The basics are fundamental to many areas of science (especially if they touch probability in any way), intuitive, and mostly accessible with just a couple of handwaves.
It was done in most horrible and unmotivating way - A4 page or two densely covered with all greek letters and some more, and 98% of the content were just proofs of relatively simple statements. On all tests/exams, only the proofs were tested (so you either gave 1-2 pages of a single proof per question or blank page and could effectively go home as failed).
Subjectively it was the worst set of classes during whole 5 years (and we had some serious IT-unrelated crap because were part of electro-engineering faculty back then), completely mandatory, no credit system back then to make it up via something else. Out of 100 people in 3rd and 4th year, at that point completely focused on Software engineering studies only, maybe 2-3 had proper clue and could do the stuff out of their head.
Needless to say, most people thrown out of university failed exactly these courses, and quite a few were brilliant coders, very successful afterwards. They just couldn't be bothered with bad approach this guy took.
It is very important topic, but should be taught in a sane way. This guy couldn't do it, it alienated the topic to every single student for years to come (even to those few who got it all), and nobody at school dared to challenge him and his methods.

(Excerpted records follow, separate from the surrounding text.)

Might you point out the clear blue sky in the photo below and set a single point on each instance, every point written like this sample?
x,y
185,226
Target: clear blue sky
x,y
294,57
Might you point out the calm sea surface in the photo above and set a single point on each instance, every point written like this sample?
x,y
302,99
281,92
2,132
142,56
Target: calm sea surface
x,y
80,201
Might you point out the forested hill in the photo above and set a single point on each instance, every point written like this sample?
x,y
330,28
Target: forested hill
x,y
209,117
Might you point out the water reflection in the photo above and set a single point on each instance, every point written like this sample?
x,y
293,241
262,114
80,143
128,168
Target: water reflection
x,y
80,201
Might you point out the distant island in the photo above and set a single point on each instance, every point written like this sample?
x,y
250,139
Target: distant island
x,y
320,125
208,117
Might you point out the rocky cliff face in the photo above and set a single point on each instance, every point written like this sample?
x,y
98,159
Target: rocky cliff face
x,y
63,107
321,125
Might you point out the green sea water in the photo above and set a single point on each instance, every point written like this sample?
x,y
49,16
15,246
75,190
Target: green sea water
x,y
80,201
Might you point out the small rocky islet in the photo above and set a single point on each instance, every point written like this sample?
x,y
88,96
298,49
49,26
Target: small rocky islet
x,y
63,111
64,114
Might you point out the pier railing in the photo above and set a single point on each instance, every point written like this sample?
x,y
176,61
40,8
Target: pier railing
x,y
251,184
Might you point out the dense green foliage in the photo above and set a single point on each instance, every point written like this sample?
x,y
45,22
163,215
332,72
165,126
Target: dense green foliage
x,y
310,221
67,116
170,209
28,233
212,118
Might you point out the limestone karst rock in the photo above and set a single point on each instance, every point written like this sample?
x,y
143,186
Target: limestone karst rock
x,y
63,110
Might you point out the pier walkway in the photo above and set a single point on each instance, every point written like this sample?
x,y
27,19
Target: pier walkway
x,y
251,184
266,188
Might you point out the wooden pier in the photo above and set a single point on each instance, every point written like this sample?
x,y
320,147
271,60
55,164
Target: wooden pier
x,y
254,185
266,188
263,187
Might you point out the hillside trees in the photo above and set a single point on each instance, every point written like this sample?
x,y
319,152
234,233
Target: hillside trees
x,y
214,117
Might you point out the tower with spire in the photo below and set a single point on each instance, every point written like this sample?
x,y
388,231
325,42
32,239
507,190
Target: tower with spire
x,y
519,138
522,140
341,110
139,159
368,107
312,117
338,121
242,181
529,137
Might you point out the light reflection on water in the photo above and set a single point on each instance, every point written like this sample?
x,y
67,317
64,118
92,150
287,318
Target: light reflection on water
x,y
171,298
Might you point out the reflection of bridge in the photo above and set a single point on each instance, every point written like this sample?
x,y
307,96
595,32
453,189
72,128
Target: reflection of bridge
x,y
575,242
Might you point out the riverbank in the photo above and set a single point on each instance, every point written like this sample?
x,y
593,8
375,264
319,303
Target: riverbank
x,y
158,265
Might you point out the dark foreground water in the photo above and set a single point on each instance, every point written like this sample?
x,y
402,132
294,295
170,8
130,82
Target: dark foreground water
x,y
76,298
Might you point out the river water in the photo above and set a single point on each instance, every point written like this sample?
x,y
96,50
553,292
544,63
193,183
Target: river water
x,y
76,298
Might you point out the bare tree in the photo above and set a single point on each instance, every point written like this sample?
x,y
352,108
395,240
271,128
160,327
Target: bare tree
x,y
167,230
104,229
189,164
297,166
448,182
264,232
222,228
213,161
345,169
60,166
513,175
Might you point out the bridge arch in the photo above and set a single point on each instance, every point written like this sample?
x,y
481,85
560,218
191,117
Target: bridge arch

Many seemingly "obvious" facts in information theory are tricky to show. Some examples:
(1) From the article: Cross entropy is always greater than or equal to Entropy since we are coding the wrong distribution. How do you show this? For any two probability vectors (p,q), can we say H(p) >= H(p,q)? Any proof I know involves some delicate usage of Jensen's inequality. (By the way, I feel that the notation used by the author is non-standard. H(p,q) usually stands for the joint entropy, which is quite different.)
(2) Another famous fact about entropy : conditioning always reduces entropy - for any two random variables X, Y, we have H(X|Y) <= H(X) and H(Y|X) <= H(Y). This is called Shannon's inequality, and the proof involves a subtle trick.
(3) You can easily show that if p=q, then KL(p||q)=0. But it is also true that if KL(p||q)=0, then p=q. The second fact is quite tricky, and used to appear as a question in Ph.D qualifying exams.
If you consider giving it another chance.
Note that KL divergence is not symmetric! Eg: If the true distribution of coin tosses is 100% heads and your model has 50/50, you won’t mess up big — compared with when the true coin is 50/50 and your model is 100 percent heads (and you would have been willing to bet a LOT of money that there will be no tails in the outcome).
In this technical sense, it is preferable to be conservative than overly confident.
This is useful because the Hessian of the KL divergence (if it exists) with respect to the parameters of P defines a Riemannian metric called the Fisher information metric. This provides a good distance measure that takes into account how much the information content, or entropy, changes as you move around in parameter space.
This is really useful for fast online variational Bayesian methods. Gradient descent in the Euclidean space of the parameters can be pretty lousy, but using the "natural gradient" using the Fisher information metric gives a more natural definition of distance.
The Fisher information can be derived more generally if the Hessian doesn't exist: it is also the variance of the gradient of the log-likelihood.
This is backwards. Its a tautology.
Any function no matter how egregiously asymmetric is locally symmetric if it is twice differentiable at that point. This is so by construction, you are approximating it locally by the best possible quadratic [hence locally symmetric] curve [surface].
Hence, the claim about symmetry is not false, but it is vacuous. Much like the claim that the equation of French curve is such that no matter how you turn it at its highest point it makes a tangent with the horizontal.
That said Fisher information metric does have many uses.
(Which leads to a general observation of "just throw in transparent compression instead of optimizing your data format")
EDIT: s/encryption/compression/
He also wrote the accompanying text book which is available for free download: http://www.inference.phy.cam.ac.uk/itprnn/book.pdf
I was really impressed by these lectures, and was dismayed to learn that he died from cancer a couple of years ago.
By the way, I find the following way to rewrite the entropy easier to understand because all quantities are positive:
sum(-p_i log(p_i)) = sum(p_i log(1/p_i)) = E[log(1/p_i)]
log(1/p_i) tells you how many bits you need to encode an event with probability p_i. The more unlikely the event, the more bits you need. The entropy is the expected number of bits you need.